Food Security and Livelihoods: 40,250 people are provided with support related to food security and livelihoods.
Health: 24,000 are provided with health support by operating mobile health clinics and medical teams and by providing medical items (medications, medical consumables) to the mobile health clinic and mobile medical teams (and associated Primary Health Centers if required).
Protection, including Mental Health Psychosocial Support: 7,400 people are supported through protection services. The joint response focuses on case management to households, referring individuals to other services, child activities, MHPSS sessions and awareness raising. A protection desk will be established to provide people with information, including a referral system. Child protection activities, psychosocial support (PSS) and Provision of Psychological First Aid (PFA) are provided.
Shelter / Non-Food Items: 9,060 people are supported with shelter and non-food items. As part of the joint response, winterisation items (e.g. clothing, blankets), non-food items, fuel and baby kits, tents at household level and collective centres will be distributed.

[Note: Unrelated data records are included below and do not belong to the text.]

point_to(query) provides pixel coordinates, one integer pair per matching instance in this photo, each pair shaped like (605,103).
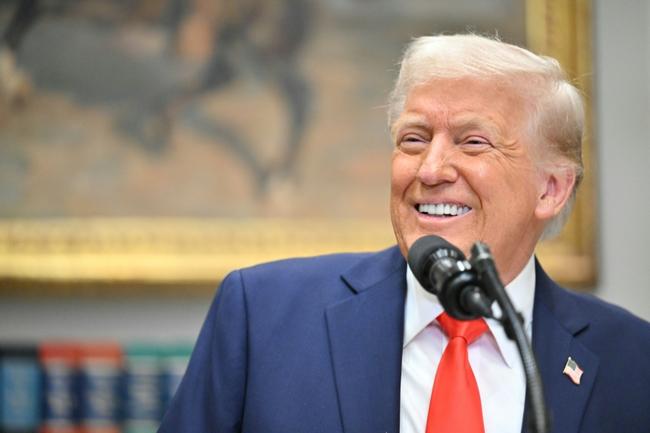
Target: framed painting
(153,146)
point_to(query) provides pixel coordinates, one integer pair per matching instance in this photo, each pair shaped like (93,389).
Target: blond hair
(557,114)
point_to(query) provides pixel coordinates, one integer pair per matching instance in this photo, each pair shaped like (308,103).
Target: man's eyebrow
(472,121)
(410,120)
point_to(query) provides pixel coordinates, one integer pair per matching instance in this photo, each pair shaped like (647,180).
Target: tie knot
(469,330)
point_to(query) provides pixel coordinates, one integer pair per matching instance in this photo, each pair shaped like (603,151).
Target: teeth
(443,209)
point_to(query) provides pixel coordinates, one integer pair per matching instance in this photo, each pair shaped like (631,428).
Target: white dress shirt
(494,358)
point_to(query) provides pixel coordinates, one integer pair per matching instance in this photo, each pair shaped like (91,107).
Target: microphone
(442,269)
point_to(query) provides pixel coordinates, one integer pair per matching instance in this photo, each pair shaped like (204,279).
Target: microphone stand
(511,321)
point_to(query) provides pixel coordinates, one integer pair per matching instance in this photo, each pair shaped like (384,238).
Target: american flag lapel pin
(573,371)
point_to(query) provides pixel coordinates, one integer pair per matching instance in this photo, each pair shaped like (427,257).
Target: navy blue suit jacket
(315,345)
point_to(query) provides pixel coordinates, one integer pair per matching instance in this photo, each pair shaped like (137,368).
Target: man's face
(462,169)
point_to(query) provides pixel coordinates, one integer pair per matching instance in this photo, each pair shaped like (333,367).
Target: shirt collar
(421,308)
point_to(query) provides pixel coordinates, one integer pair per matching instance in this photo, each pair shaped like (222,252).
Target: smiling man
(487,140)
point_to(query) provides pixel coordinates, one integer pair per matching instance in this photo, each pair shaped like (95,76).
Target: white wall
(622,91)
(622,87)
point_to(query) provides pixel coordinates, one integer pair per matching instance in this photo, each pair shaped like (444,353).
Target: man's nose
(438,163)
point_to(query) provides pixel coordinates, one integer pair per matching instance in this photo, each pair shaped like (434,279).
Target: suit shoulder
(338,262)
(610,315)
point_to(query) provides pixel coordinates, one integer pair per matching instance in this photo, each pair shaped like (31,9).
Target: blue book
(20,390)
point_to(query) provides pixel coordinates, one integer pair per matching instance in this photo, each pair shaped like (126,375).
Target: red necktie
(455,402)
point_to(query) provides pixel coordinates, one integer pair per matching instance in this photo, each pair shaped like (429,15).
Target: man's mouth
(443,209)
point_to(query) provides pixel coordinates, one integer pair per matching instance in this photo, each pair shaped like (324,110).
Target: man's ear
(555,190)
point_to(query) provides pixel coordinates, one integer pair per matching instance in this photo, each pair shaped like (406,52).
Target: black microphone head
(422,254)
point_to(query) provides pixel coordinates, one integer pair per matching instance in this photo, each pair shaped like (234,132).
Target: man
(487,147)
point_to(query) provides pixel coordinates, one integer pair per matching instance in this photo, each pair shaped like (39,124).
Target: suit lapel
(557,322)
(365,336)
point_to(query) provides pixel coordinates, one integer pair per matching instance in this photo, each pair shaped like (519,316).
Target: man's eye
(476,141)
(412,144)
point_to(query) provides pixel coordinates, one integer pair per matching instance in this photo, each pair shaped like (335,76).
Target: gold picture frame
(189,256)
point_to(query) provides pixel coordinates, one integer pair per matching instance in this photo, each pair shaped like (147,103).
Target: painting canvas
(188,133)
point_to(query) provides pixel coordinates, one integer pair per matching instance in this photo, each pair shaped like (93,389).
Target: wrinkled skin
(467,142)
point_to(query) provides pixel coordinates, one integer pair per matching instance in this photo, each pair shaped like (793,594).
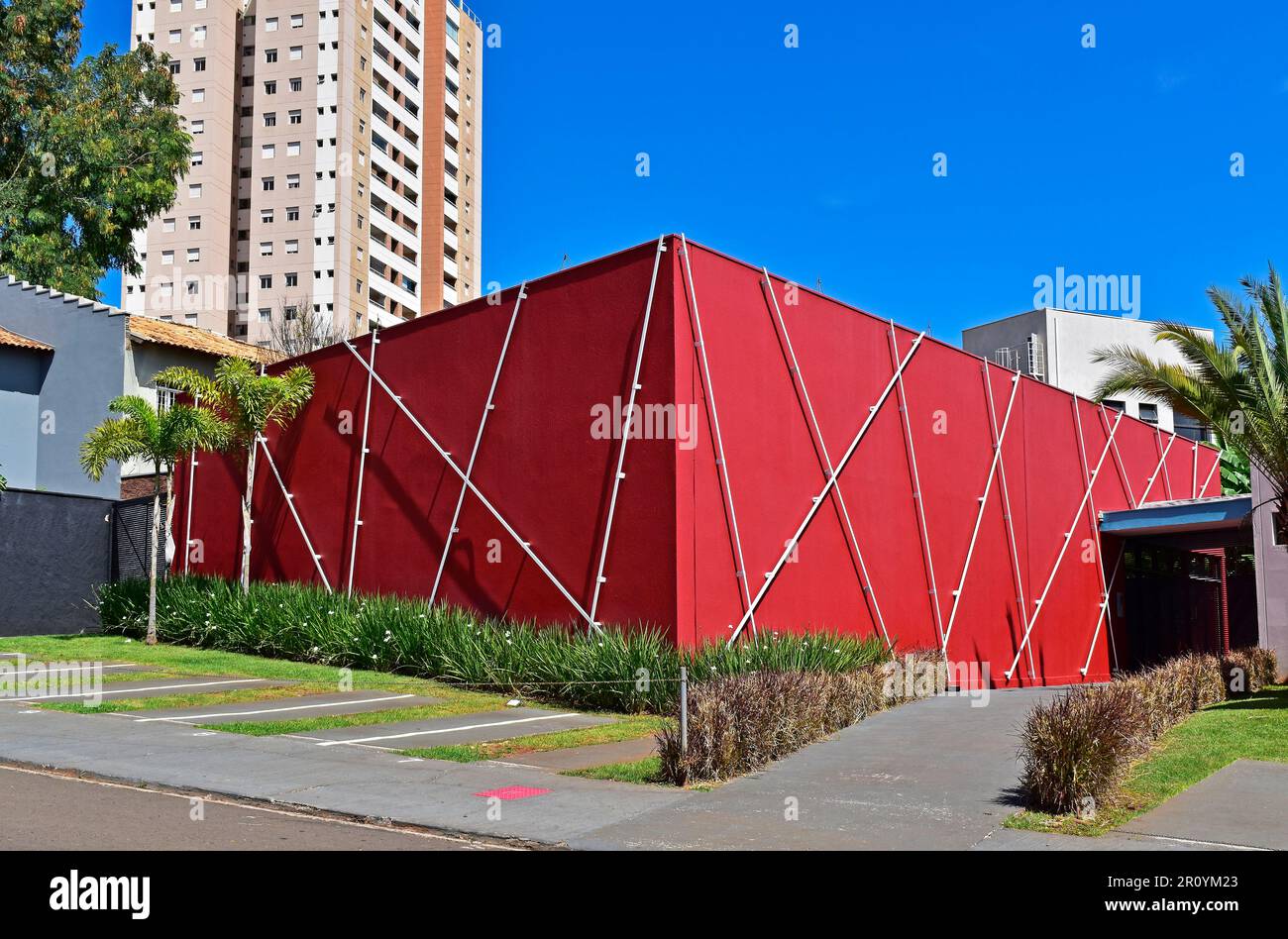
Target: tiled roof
(149,330)
(13,339)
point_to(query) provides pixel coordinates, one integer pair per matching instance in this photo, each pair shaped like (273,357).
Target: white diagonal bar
(362,466)
(828,470)
(1064,547)
(627,419)
(447,458)
(983,504)
(1167,475)
(726,491)
(1091,506)
(192,483)
(295,514)
(927,557)
(478,440)
(1119,463)
(1104,613)
(1006,508)
(1218,463)
(1162,464)
(818,500)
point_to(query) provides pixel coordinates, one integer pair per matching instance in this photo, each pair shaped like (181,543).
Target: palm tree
(160,438)
(248,401)
(1239,386)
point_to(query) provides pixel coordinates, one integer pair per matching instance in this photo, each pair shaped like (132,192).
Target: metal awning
(1220,513)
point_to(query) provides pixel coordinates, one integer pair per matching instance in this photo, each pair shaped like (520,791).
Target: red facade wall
(673,553)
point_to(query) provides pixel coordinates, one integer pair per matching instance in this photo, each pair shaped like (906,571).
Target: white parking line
(136,690)
(446,729)
(197,717)
(82,668)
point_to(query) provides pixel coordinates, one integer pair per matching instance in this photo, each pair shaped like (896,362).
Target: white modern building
(1055,346)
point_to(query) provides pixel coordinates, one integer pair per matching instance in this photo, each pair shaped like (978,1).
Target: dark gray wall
(1271,574)
(54,550)
(85,371)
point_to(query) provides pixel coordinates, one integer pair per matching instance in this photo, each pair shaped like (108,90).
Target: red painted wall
(673,553)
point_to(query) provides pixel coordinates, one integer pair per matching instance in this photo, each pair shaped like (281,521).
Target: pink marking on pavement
(510,792)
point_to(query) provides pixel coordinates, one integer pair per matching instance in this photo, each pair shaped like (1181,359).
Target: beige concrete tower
(321,130)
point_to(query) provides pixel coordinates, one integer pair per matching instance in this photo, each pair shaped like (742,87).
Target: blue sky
(816,161)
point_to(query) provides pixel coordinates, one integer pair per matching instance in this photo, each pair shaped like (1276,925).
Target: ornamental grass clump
(1077,749)
(627,670)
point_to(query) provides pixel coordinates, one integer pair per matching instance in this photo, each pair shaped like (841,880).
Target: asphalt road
(50,811)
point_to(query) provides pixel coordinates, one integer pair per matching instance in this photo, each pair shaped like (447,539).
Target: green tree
(89,153)
(159,438)
(1237,385)
(248,402)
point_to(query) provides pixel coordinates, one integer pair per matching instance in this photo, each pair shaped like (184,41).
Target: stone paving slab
(467,728)
(336,703)
(151,688)
(1244,804)
(589,756)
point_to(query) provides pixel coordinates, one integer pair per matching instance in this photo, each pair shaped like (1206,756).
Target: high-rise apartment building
(336,155)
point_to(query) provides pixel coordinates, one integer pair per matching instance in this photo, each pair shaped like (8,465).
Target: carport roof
(1218,513)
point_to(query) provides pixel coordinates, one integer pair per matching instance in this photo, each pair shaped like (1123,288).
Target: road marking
(81,668)
(196,717)
(447,729)
(136,690)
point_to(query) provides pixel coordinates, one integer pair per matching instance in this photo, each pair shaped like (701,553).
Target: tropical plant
(1239,385)
(90,149)
(248,401)
(159,438)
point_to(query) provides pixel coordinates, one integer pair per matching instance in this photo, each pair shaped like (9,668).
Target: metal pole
(818,500)
(362,466)
(627,419)
(709,399)
(828,470)
(684,712)
(192,482)
(478,440)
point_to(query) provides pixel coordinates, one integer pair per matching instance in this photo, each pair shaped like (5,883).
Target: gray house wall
(1271,574)
(22,372)
(84,372)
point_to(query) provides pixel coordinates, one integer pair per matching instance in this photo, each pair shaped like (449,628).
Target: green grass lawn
(165,661)
(626,728)
(1253,728)
(647,771)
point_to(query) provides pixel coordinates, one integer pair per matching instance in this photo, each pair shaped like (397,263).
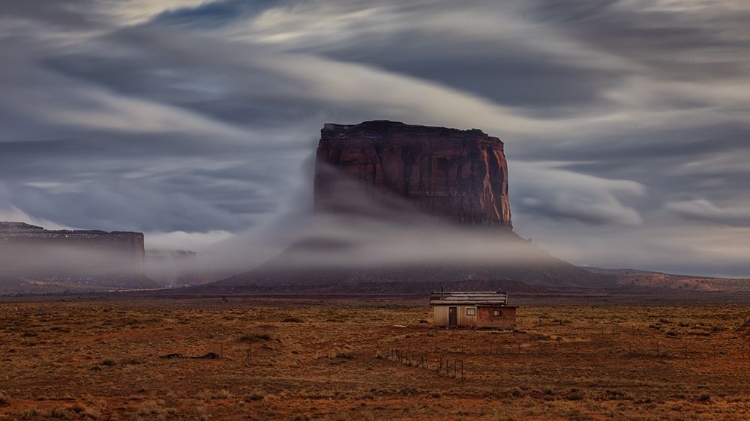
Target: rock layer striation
(459,175)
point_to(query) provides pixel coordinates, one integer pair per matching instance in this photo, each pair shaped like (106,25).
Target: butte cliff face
(459,175)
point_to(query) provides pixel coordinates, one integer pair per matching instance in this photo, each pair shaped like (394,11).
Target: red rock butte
(459,175)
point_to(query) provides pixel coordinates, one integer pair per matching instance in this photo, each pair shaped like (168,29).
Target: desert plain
(584,358)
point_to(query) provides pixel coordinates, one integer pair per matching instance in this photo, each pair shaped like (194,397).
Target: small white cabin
(481,309)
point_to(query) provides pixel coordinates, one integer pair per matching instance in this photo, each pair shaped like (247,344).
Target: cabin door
(452,316)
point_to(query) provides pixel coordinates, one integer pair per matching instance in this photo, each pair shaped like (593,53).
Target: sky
(626,122)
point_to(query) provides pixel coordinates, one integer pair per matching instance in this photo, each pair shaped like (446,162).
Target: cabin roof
(496,298)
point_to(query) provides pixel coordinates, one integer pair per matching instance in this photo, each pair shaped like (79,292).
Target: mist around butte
(195,122)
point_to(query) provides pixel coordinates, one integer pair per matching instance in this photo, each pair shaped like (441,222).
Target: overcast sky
(626,123)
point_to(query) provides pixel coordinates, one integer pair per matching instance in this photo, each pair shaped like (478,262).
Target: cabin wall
(484,316)
(497,317)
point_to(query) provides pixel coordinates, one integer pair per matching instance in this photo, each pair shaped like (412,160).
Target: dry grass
(590,361)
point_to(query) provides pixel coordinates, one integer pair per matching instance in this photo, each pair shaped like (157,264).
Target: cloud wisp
(197,116)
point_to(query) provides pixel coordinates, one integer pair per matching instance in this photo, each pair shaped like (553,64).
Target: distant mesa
(72,257)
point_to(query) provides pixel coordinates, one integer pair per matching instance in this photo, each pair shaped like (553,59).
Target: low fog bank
(353,226)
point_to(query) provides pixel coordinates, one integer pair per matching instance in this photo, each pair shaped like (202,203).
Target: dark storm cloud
(666,40)
(619,116)
(213,14)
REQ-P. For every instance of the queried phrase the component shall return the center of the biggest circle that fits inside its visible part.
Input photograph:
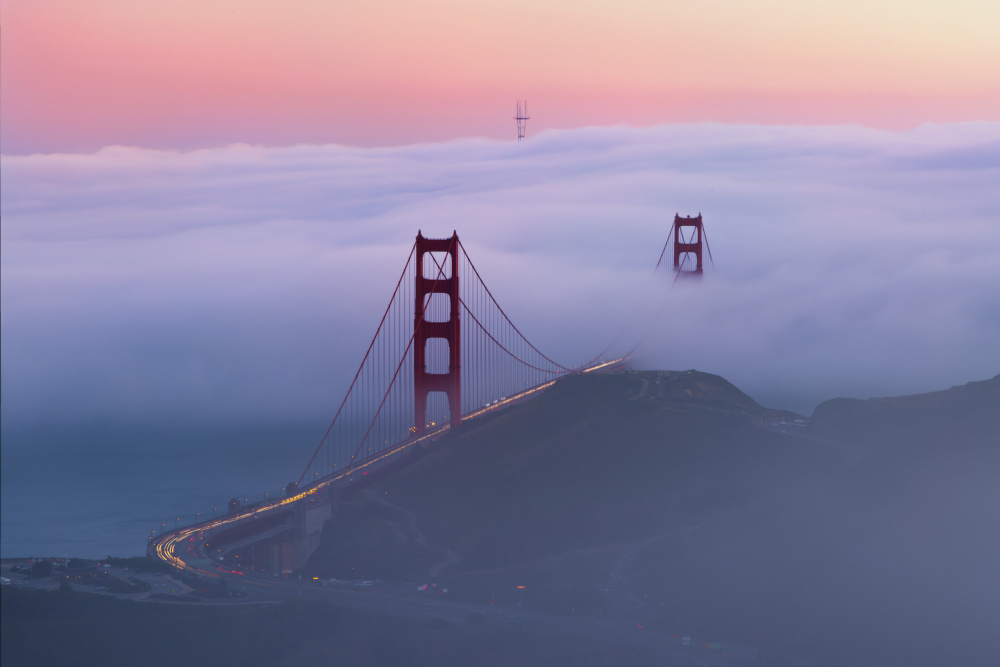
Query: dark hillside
(894, 561)
(598, 460)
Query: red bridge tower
(441, 281)
(683, 244)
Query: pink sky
(77, 76)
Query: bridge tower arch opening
(436, 278)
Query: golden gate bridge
(444, 351)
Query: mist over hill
(864, 535)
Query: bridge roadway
(185, 549)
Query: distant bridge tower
(690, 243)
(440, 281)
(522, 119)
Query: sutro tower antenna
(521, 118)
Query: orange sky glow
(77, 76)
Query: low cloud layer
(243, 283)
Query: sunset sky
(80, 75)
(184, 183)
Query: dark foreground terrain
(866, 535)
(664, 504)
(84, 630)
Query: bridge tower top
(688, 243)
(436, 277)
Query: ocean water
(98, 491)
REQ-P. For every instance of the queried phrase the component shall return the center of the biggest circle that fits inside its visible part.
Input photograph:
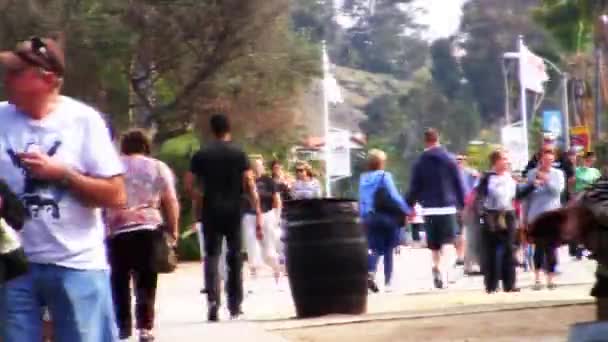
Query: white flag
(331, 87)
(534, 71)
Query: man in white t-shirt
(57, 155)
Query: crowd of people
(95, 213)
(489, 217)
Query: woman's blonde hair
(306, 166)
(375, 159)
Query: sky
(442, 17)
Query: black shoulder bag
(384, 203)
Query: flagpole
(523, 98)
(326, 145)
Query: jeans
(79, 302)
(383, 237)
(128, 260)
(215, 229)
(545, 258)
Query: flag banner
(534, 71)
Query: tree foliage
(384, 39)
(489, 28)
(160, 63)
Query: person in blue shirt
(382, 228)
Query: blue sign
(553, 123)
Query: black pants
(129, 258)
(545, 258)
(498, 256)
(215, 229)
(575, 250)
(416, 229)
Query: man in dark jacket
(437, 185)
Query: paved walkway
(182, 310)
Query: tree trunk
(143, 96)
(602, 308)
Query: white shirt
(501, 192)
(61, 230)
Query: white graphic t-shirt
(60, 230)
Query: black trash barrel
(326, 257)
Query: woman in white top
(497, 190)
(305, 186)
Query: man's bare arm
(93, 191)
(170, 206)
(191, 187)
(97, 192)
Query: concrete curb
(413, 315)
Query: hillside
(358, 89)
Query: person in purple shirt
(382, 228)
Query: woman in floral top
(151, 196)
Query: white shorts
(267, 250)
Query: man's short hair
(135, 141)
(431, 136)
(45, 53)
(220, 124)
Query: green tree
(446, 70)
(490, 28)
(385, 40)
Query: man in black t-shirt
(266, 250)
(223, 174)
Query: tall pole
(598, 92)
(566, 110)
(523, 98)
(326, 147)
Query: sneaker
(371, 284)
(237, 315)
(146, 336)
(124, 334)
(437, 281)
(213, 313)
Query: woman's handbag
(13, 262)
(164, 254)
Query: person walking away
(586, 174)
(223, 175)
(152, 205)
(497, 192)
(284, 183)
(305, 186)
(550, 184)
(264, 251)
(57, 156)
(437, 185)
(562, 162)
(382, 227)
(470, 178)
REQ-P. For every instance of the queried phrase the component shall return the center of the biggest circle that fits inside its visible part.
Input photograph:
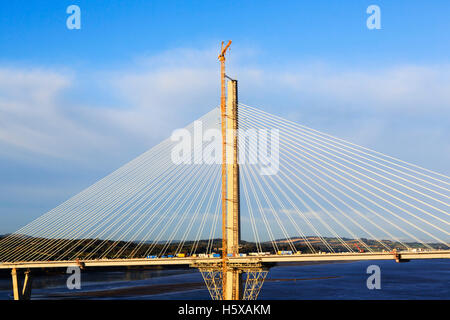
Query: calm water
(414, 280)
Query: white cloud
(39, 114)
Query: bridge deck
(404, 255)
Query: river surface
(419, 279)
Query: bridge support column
(233, 277)
(25, 292)
(15, 280)
(255, 274)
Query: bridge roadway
(268, 259)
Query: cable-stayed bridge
(232, 194)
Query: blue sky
(76, 104)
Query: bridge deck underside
(268, 259)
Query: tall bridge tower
(225, 280)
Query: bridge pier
(255, 274)
(25, 292)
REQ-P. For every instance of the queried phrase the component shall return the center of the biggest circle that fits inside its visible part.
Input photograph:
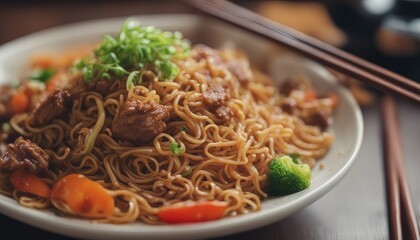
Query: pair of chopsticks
(326, 54)
(401, 214)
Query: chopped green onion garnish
(42, 75)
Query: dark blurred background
(386, 32)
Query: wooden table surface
(355, 209)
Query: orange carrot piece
(24, 181)
(191, 212)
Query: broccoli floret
(288, 175)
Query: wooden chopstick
(305, 45)
(400, 208)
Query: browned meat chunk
(6, 92)
(141, 122)
(24, 154)
(215, 96)
(52, 107)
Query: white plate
(348, 126)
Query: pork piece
(52, 107)
(24, 154)
(140, 122)
(215, 96)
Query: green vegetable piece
(42, 75)
(175, 148)
(286, 177)
(134, 49)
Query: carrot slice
(24, 181)
(191, 212)
(82, 196)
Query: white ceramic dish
(348, 126)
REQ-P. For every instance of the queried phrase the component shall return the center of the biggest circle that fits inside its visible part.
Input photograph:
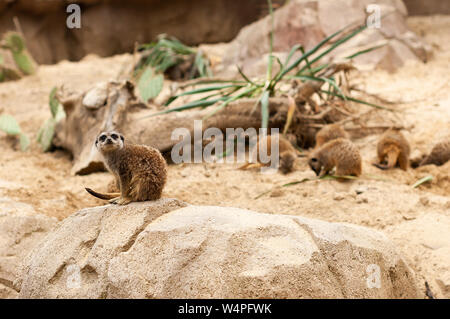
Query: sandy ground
(418, 220)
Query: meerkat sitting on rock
(330, 132)
(287, 154)
(340, 153)
(393, 149)
(140, 170)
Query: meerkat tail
(250, 165)
(245, 166)
(380, 166)
(106, 196)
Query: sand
(417, 220)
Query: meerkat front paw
(123, 201)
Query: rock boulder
(166, 249)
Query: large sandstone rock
(307, 22)
(110, 27)
(164, 250)
(427, 238)
(20, 231)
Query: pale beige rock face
(161, 250)
(20, 232)
(307, 22)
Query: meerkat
(330, 132)
(140, 170)
(340, 153)
(287, 154)
(439, 155)
(394, 149)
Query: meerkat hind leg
(114, 200)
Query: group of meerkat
(334, 150)
(140, 171)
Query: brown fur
(287, 153)
(440, 153)
(330, 132)
(394, 149)
(340, 153)
(140, 170)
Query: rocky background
(213, 228)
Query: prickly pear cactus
(15, 43)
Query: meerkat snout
(315, 165)
(108, 141)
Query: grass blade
(336, 44)
(265, 109)
(201, 90)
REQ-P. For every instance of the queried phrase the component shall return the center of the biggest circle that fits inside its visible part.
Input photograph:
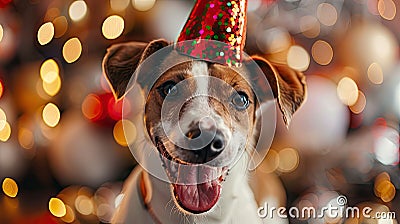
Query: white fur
(236, 204)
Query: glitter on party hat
(223, 23)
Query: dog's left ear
(288, 86)
(121, 61)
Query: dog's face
(201, 117)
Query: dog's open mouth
(196, 187)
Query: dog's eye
(240, 100)
(168, 88)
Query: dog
(220, 133)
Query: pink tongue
(198, 198)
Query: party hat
(215, 31)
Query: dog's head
(201, 116)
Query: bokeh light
(52, 88)
(49, 70)
(3, 119)
(360, 104)
(72, 50)
(1, 32)
(327, 14)
(51, 115)
(60, 25)
(124, 132)
(288, 160)
(77, 10)
(322, 52)
(387, 9)
(375, 73)
(347, 91)
(119, 5)
(384, 188)
(298, 58)
(113, 26)
(10, 187)
(271, 162)
(5, 132)
(387, 147)
(57, 207)
(45, 33)
(143, 5)
(310, 26)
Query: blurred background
(64, 155)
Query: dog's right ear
(121, 61)
(287, 85)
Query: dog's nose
(204, 145)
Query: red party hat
(215, 31)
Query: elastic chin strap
(146, 194)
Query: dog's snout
(204, 145)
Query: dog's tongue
(201, 197)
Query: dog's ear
(121, 61)
(288, 86)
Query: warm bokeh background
(63, 153)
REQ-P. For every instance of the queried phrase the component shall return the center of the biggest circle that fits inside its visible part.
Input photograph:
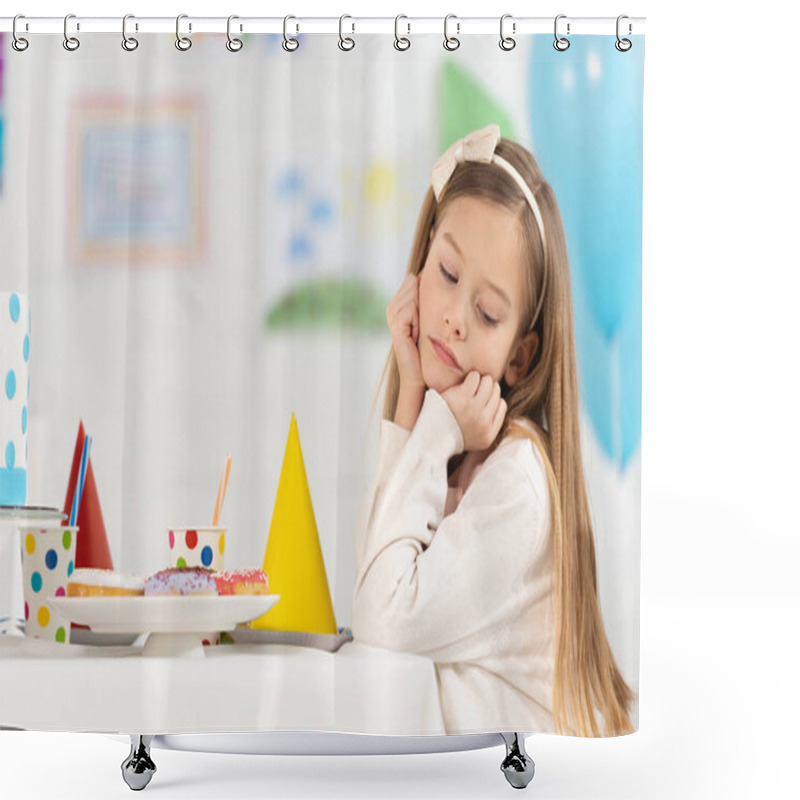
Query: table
(236, 687)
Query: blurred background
(208, 242)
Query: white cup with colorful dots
(48, 560)
(197, 547)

Water, Sanitation & Hygiene: 32,544 people receive support related to water, sanitation and hygiene. Members in the joint response engage in water trucking, the distribution of hygiene kits (including soap, washing powder, washing liquid, sanitary pads and tissues and/or water /cleaning supplies to both displaced individuals as well as collective centers/informal hosting settlements) and in the repair of the damaged water network(s) that supplies water in Aleppo.
Multi-purpose Cash: 6,850 people are provided with unconditional, unrestricted cash transfers.